The seven-year, $15 billion project is designed to eliminate most weather-related delays and erase O'Hare's reputation as the perennial knot in the nation's aviation system.
"It should make the intolerable delays a thing of the past," said Joseph Schwieterman, a transportation expert and economics professor at DePaul University.
Still, some aviation analysts question how quickly the plan will bring relief and whether it can live up to its billing when completed in 2013. Questions also loom over the project's financing, which relies partly on a shrinking pool of federal money and airlines that have been bleeding red ink for years.
And the project faces a fierce legal challenge by residents of two adjacent suburbs, where hundreds of homes and business are slated for removal and 1,300 graves are to be relocated.
"I can't imagine anything more sacrilegious than rolling pavement over pre-Civil War graves," said Bob Sell, a spokesman for St. Johannes Cemetery, where dozens of his relatives are buried.
Much of O'Hare's problem can be traced to its pretzel-like runway configuration, a remnant of its origin as a military airfield during the 1940s. The intersecting layout makes it tough to land planes in Chicago's frequent fog and wind.
"That airfield has probably the most complex geometry of any airfield in the United States ... and possibly the planet," said Mary Rose Loney, a Miami aviation consultant who was Chicago's aviation commissioner in the late 1990s.

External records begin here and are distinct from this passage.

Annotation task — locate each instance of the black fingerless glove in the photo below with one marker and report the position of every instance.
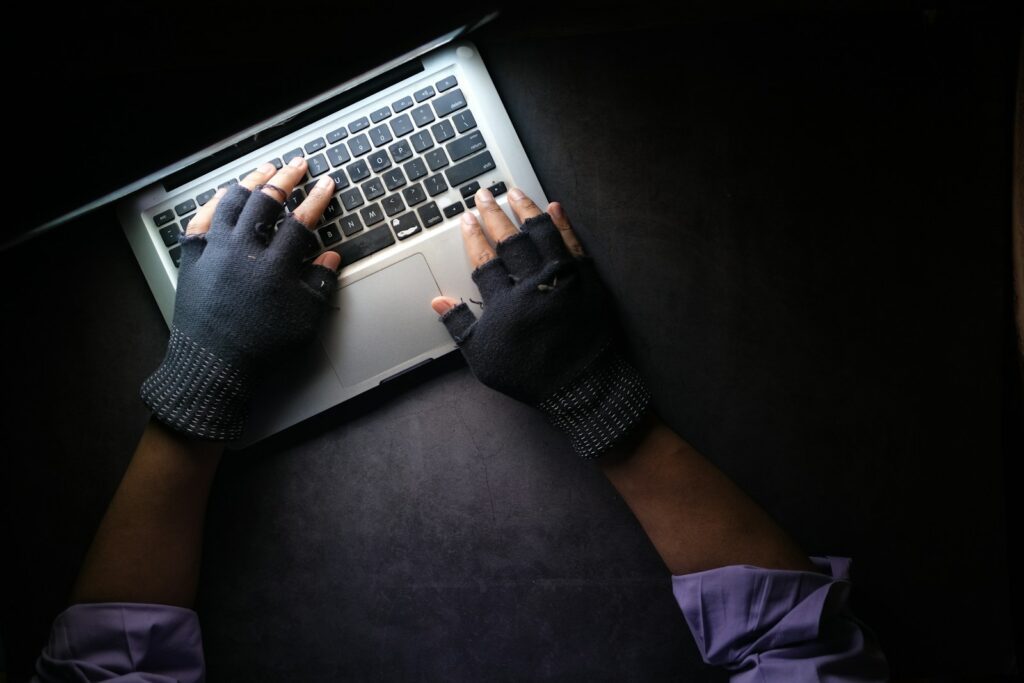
(545, 338)
(245, 295)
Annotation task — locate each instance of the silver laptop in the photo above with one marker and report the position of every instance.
(426, 131)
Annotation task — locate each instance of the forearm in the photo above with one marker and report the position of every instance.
(148, 545)
(694, 515)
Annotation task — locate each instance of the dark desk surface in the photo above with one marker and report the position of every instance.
(805, 223)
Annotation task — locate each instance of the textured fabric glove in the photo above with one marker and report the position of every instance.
(245, 294)
(545, 338)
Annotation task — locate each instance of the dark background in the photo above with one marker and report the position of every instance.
(804, 216)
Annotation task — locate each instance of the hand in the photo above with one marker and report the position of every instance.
(245, 295)
(545, 334)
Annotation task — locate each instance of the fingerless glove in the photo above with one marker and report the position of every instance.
(545, 338)
(245, 295)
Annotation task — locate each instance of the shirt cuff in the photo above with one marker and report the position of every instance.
(132, 642)
(766, 625)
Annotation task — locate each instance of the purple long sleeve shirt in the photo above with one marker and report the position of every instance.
(760, 625)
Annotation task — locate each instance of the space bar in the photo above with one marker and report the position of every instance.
(365, 245)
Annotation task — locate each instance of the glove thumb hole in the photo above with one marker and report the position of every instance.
(459, 322)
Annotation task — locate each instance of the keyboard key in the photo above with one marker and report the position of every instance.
(338, 155)
(423, 115)
(466, 145)
(442, 130)
(351, 199)
(365, 245)
(350, 224)
(373, 188)
(380, 135)
(359, 144)
(453, 101)
(430, 215)
(454, 210)
(313, 146)
(185, 207)
(414, 195)
(422, 141)
(394, 178)
(340, 180)
(401, 126)
(393, 205)
(379, 161)
(329, 235)
(416, 169)
(358, 170)
(372, 214)
(436, 159)
(435, 184)
(317, 166)
(332, 211)
(170, 235)
(406, 226)
(464, 121)
(295, 200)
(400, 151)
(460, 173)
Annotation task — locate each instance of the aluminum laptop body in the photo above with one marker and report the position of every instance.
(380, 324)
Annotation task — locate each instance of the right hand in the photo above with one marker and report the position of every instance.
(544, 336)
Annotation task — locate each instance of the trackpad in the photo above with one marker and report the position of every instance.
(382, 321)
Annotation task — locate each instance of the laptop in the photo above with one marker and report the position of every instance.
(408, 143)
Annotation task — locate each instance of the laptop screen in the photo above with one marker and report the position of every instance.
(113, 116)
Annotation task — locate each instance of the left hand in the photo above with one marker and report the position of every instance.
(245, 295)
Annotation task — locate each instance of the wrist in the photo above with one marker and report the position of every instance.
(602, 407)
(197, 392)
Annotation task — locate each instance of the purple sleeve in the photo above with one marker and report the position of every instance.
(774, 625)
(124, 642)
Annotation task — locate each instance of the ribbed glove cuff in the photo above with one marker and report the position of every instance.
(600, 406)
(197, 392)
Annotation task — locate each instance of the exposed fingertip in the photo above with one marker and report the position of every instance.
(330, 259)
(442, 305)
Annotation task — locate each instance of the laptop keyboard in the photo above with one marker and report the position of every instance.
(388, 168)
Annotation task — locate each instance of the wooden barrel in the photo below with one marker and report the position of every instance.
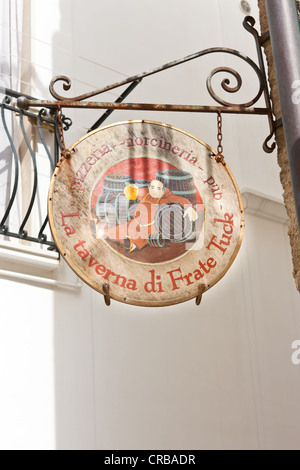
(172, 225)
(156, 240)
(114, 208)
(180, 183)
(143, 186)
(116, 183)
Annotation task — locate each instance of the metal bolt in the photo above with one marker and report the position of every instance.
(245, 6)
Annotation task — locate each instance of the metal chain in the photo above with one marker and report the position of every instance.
(65, 153)
(219, 156)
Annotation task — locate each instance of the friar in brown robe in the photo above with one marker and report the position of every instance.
(134, 234)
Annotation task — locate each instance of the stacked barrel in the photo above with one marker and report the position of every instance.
(113, 206)
(169, 220)
(180, 183)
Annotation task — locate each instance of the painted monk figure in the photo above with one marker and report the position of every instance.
(134, 234)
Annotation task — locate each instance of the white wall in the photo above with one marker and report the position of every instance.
(80, 375)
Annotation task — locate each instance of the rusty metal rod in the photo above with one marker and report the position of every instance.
(285, 38)
(24, 103)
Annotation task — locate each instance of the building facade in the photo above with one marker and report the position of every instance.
(78, 375)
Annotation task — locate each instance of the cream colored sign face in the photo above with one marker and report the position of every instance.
(145, 208)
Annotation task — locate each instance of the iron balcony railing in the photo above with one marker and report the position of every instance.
(25, 132)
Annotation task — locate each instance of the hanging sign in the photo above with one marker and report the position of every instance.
(144, 209)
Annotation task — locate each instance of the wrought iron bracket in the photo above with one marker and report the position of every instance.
(82, 101)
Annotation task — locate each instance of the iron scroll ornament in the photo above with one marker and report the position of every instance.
(226, 85)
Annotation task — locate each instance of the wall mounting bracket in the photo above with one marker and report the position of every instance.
(223, 106)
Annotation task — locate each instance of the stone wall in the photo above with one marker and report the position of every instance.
(282, 151)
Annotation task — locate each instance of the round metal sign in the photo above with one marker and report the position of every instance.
(144, 208)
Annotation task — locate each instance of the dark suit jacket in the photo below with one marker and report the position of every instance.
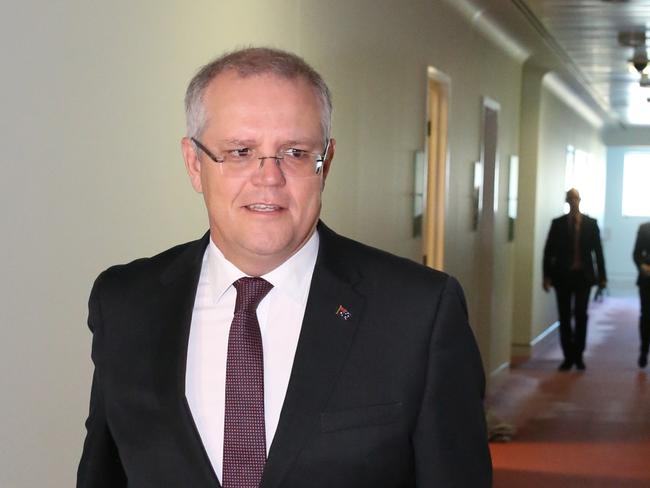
(642, 253)
(558, 251)
(390, 397)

Even in fair weather, the airport can be trouble. Since March 21, the Federal Aviation Administration has investigated three close calls on O'Hare's intersecting runways. In one, planes came within 100 feet of each other - the most serious near-crash on a U.S. runway in several years, the FAA said.
When visibility drops or wind gusts, air traffic controllers close one of the three arrival runways to eliminate the risk of collisions. The ensuing bottleneck means planeloads of passengers must wait on the ground in other cities for Chicago's weather to clear.
"O'Hare is so centrally located and has so much traffic that when things get out of whack, the whole system can be impeded very quickly," said Darryl Jenkins, a consultant to numerous airlines.
It's a phenomenon seen firsthand by Wayne Carpenter, a 37-year-old private-equity fund manager who has been flying out of O'Hare weekly since 1991.
"I avoid O'Hare at all costs when I'm flying across the country," he said. "It just seems like I don't see these kinds of delays anywhere else."
O'Hare ranked dead last in on-time performance among the busiest U.S. airports in 2004 - prompting the FAA to cap the number of landings there last year at 88 arrivals an hour between 7 a.m. and 8 p.m., down from more than 120. That helped O'Hare's on-time performance a little, but it's only a temporary fix.
Work under way on the expansion's first phase is expected to cut delays by about two-thirds. The first step is a new runway on the airfield's northern edge that will keep three arrival runways open in bad weather. It's due to open at the end of 2008.
The project to untangle O'Hare will create a mostly parallel layout, rather than a crisscrossing tangle. The net result will be just one additional runway - eight instead of seven - but will greatly ease flight operations, planners say.
A new terminal and western access to the airport also are planned.
FAA officials say parallel runways are the ideal design. They point to the success of Dallas Fort-Worth and Denver airports, for example, which have the same number of runways as O'Hare but boast far better performance.
The average delay per aircraft at Dallas, for example, is about 10 minutes. At O'Hare, the average was approaching 20 minutes before limits in 2004, according to the FAA. O'Hare's expansion promises to chop that figure to 5 minutes.
But in the meantime, critics still have questions.
"Do you really have to tear up a lot of runways or do as grandiose a plan as is in play? I'm not sure you do," said Aaron Gellman, a professor at Northwestern University's Transportation Center.
Gellman says improvements to the region's air traffic control system, for example, could go a long way toward increasing O'Hare's capacity.
The project's well-organized, well-financed foes also argue the project will drive up prices for travelers and will not reduce delays because increased capacity will be absorbed with more flights.
"Be prepared for delays the likes of which you've never seen before, and be prepared to pay a whole lot more for your airline ticket," says Joe Karaganis, an attorney for the suburbs and cemetery.